5 etoiles

les hommes d'hitler

Encore aujourd’hui, le personnage d’Hitler fascine autant qu’il terrifie. Il est même sacrément d’actualité. En cette période difficile où l’Europe est en proie à l’une de ses plus grandes crises depuis la fin de la seconde guerre mondiale, son icone symbolise LA menace, à la manière d’une épée de Damoclès suspendue au-dessus des démocraties. Mais, pour les plus avisés, la mémoire du führer peut également faire office d’avertissement. Son souvenir nous rappeler que, même pour les peuples les plus « évolués », la Roche Tarpéienne de l’extrémisme ne se situe pas très loin du Capitole des libertés. Et que le peuple allemand de l’entre-deux guerres n’était pas plus malsain que les populations européennes de ce début du 21ème siècle. Il était juste en situation de désespoir.
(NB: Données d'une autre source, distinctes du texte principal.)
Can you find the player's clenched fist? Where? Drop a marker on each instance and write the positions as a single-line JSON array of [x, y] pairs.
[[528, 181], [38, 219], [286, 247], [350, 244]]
Tiens, comme certains ne mes compatriotes, aujourd’hui.

Avec ce livre, Les hommes d’Hitler, il n’est pas dans le but de Jean-Paul Bled, éminent spécialiste du nazisme, professeur émérite à l’université de Paris-IV-Sorbonne, d’analyser l’ascension du führer, ni de projeter son ombre brune dans le contexte actuel. Nombre de dossiers existent déjà, et la documentation est riche et abondante, pour celui qui chercherait à aller au-delà des clichés. Non, Jean-Paul Bled vise avec cet ouvrage à nous rappeler que celui que nombre d’Allemands ont considéré pendant vingt ans comme le sauveur de leur nation ne s’est pas construit tout seul. Qu’autour de lui gravitait un conglomérat bouillonnant de personnalités affichant des profils et des aspirations divers mais qui, tous, à un moment de leur vie, ont été les féaux serviles d’Hitler. Pour mettre en forme ce livre, l’auteur s’est appuyé sur les résultats des différentes recherches effectuées au cours de ces dernières années (vieux documents, lettres…). En conséquence, sans faux discours, il égratigne de nombreux mythes, rétablit quelques vérités, pour nous dresser le panorama effrayant d’une cour infernale où s’agitent le diable Hitler et ses serviteurs démoniaques.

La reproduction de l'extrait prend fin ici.